Probably my favourite Indiana Jones film is Indiana Jones and the Last Crusade. The combination of archaeology, mythology, nazi soldiers and lots of wonderful pulp action. Though we know it wasn’t real, and though we know that there was no actual historical version of it; I am sure most of us who have thought about recreating the Indiana Jones films on the table have wanted to use that tank. It appears at first glance to be a Mark VIII with a turret, the reality was that it was built specially for the film and was built up from an excavator.
See the full workbench feature on the Mark IX Beast tank.
A Mark VII tank was given by the Sultan of Hatay to the Nazi expedition sent to find the Holy Grail in 1938. It was used to defend the Nazi convoy on its way to the Canyon of the Crescent Moon. On the way to the Grail Temple, there was an ensuing fight on the tank.
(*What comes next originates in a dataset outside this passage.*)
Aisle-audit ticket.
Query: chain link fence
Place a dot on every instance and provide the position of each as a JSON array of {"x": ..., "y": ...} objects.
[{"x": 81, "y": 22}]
As Indiana Jones was busy fighting Colonel Ernst Vogel on the top of the tank, his father, Henry and Marcus Brody were making their escape. The tank was destroyed shortly after the Hatay driver was indirectly killed by a Nazi soldier knocked unconscious by Brody. With nobody at the controls, the tank drove aimlessly off a nearby cliff, killing everyone aboard except Indiana Jones.
Special effects artist George Gibbs visited a museum to negotiate renting a small French World War I tank for the film, but ultimately decided on building one. The Mark VII Tank was a replica vehicle built on an old excavator chassis namely a HYMAC 590 and was powered by two rover V8 engines. drive gear installed and modified by a specialist engineer from Chertsey in Surrey, Diablo (Victor) Donnelly It was based on the real-world Tank Mark VIII which possessed no main top turret. The replica measured 36 feet (11 m) long and weighed 28 short tons (25 t).